Die Expedition des Teams um Projektleiter Prof. Dr. Johannes Müller vom Institut für Ur- und Frühgeschichte der CAU Kiel führt nach Moldavien zu der kupfersteinzeitlichen Großsiedlung Stolniceni, einer sog. Mega-Site, die zur Tripolje-Cucuteni Kultur gehört. Diese Kultur, die sich im Zeitraum 5000 – 2700 v. Chr. in Osteuropa auf dem heutigen Gebiet der Ukraine, Moldaviens und Rumäniens ausbreitete, schuf die größten bekannten Siedlungen dieser Zeit in Europa: „Metropolen“ mit vermutlich bis zu 30.000 Einwohnern, die sich über Flächen von bis zu 340 Hektar erstreckten.
Das gemeinschaftliche Zusammenleben so vieler Menschen erfordert ein hohes Maß an Organisation, und so wirft allein die Größe dieser Mega-Sites viele Fragen auf: Wie war die Gesellschaft organisiert?

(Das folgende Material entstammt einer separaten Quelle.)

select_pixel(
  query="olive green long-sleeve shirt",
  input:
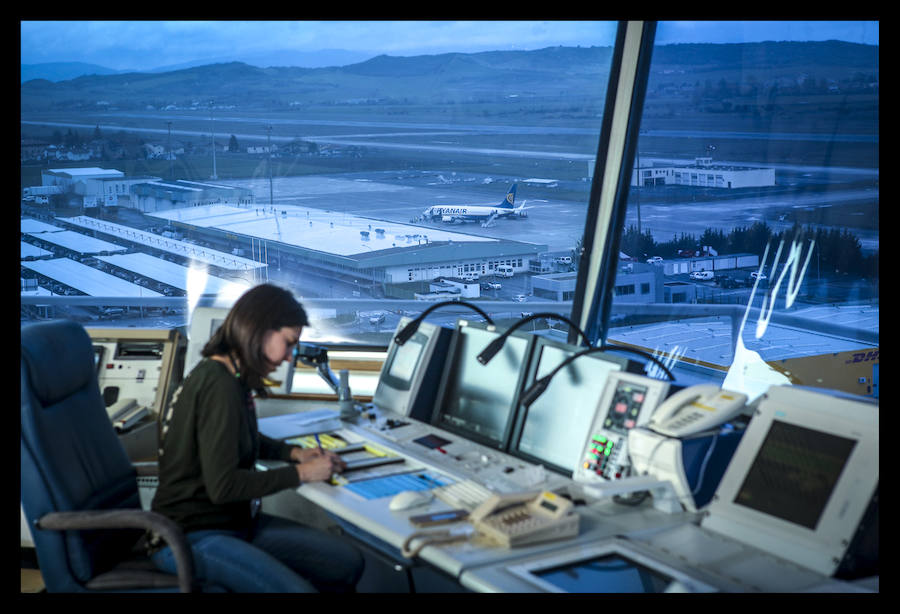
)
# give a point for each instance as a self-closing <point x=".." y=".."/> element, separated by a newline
<point x="207" y="475"/>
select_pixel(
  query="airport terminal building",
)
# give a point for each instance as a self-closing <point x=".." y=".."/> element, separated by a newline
<point x="367" y="251"/>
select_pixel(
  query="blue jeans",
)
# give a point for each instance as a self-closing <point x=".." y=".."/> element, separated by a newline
<point x="279" y="556"/>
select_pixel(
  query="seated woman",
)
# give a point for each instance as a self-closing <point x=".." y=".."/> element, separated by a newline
<point x="209" y="445"/>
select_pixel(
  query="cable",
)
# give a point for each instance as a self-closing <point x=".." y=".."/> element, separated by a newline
<point x="433" y="537"/>
<point x="646" y="355"/>
<point x="494" y="346"/>
<point x="410" y="329"/>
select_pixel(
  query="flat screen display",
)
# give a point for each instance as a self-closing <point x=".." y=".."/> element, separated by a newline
<point x="405" y="359"/>
<point x="794" y="473"/>
<point x="556" y="424"/>
<point x="479" y="400"/>
<point x="611" y="573"/>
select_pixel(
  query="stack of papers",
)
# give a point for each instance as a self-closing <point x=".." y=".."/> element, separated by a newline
<point x="300" y="423"/>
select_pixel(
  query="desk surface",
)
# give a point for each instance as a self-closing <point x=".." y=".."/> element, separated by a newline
<point x="598" y="520"/>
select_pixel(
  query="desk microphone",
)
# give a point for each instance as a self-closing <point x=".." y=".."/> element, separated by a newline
<point x="410" y="329"/>
<point x="540" y="385"/>
<point x="494" y="346"/>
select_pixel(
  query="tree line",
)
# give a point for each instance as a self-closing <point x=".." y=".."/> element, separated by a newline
<point x="836" y="252"/>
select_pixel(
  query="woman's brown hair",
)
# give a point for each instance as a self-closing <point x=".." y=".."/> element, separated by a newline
<point x="262" y="308"/>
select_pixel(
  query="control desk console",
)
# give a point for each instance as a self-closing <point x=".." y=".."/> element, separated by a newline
<point x="459" y="457"/>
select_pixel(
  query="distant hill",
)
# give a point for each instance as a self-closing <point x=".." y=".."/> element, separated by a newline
<point x="62" y="71"/>
<point x="451" y="77"/>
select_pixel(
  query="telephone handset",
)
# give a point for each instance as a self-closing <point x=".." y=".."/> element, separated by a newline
<point x="696" y="409"/>
<point x="525" y="518"/>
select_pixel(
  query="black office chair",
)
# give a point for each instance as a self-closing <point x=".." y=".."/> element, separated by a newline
<point x="79" y="489"/>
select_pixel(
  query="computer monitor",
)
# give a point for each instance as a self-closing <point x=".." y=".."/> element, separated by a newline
<point x="204" y="322"/>
<point x="478" y="401"/>
<point x="411" y="372"/>
<point x="613" y="565"/>
<point x="552" y="430"/>
<point x="802" y="479"/>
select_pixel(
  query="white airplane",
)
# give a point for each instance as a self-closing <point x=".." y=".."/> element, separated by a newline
<point x="486" y="214"/>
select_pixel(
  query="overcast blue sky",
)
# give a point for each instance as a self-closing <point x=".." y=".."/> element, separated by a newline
<point x="142" y="45"/>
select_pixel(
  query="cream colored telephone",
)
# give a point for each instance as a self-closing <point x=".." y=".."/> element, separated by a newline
<point x="696" y="409"/>
<point x="525" y="518"/>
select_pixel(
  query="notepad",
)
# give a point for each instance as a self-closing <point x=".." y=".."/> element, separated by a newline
<point x="300" y="423"/>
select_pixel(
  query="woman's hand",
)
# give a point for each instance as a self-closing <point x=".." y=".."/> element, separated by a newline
<point x="316" y="465"/>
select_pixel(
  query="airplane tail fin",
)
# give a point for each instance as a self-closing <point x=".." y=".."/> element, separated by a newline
<point x="509" y="201"/>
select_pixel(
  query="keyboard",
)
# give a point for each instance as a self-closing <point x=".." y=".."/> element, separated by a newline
<point x="465" y="494"/>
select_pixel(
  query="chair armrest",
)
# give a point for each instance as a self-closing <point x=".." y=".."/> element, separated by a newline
<point x="168" y="530"/>
<point x="146" y="468"/>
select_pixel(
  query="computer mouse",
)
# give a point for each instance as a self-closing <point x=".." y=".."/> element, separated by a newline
<point x="410" y="498"/>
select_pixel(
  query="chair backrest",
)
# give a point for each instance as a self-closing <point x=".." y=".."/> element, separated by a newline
<point x="71" y="457"/>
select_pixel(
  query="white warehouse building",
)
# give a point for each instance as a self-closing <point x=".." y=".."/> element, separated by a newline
<point x="702" y="173"/>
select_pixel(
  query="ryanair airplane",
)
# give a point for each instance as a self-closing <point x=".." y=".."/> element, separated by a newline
<point x="486" y="214"/>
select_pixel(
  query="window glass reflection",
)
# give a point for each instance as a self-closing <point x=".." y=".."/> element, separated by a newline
<point x="753" y="208"/>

Gab es Klassen, gesellschaftliche Unterschiede, demokratische Prozesse, Führer? Wie liefen Entscheidungsprozesse ab? Wie sah die Umwelt zur damaligen Zeit aus? Wie konnten so viele Menschen ernährt werden? Und schließlich: Warum wurden die Siedlungen aufgegeben?
Diesen Fragen versucht das Kieler Forschungsteam gemeinsam mit Wissenschaftlerinnen und Wissenschaftlern der Şcoala Antropologică Superioară in Chişinău, Moldawien auf die Spur zu kommen. Geomagnetische Untersuchungen und Grabungen der Vorjahre ließen bereits den Siedlungsplan sichtbar werden: eine runde Struktur mit radial angelegten Gruppen von geschätzt um die 340 Häusern, die von drei Gräben umschlossen ist und sich über eine Fläche von ca. 33 Hektar erstreckt.
Die Wissenschaftler des SFB planen in diesem Sommer den vermutlich einzigen Brennofen der Siedlung und das dazugehörige Haus freizulegen und zu untersuchen.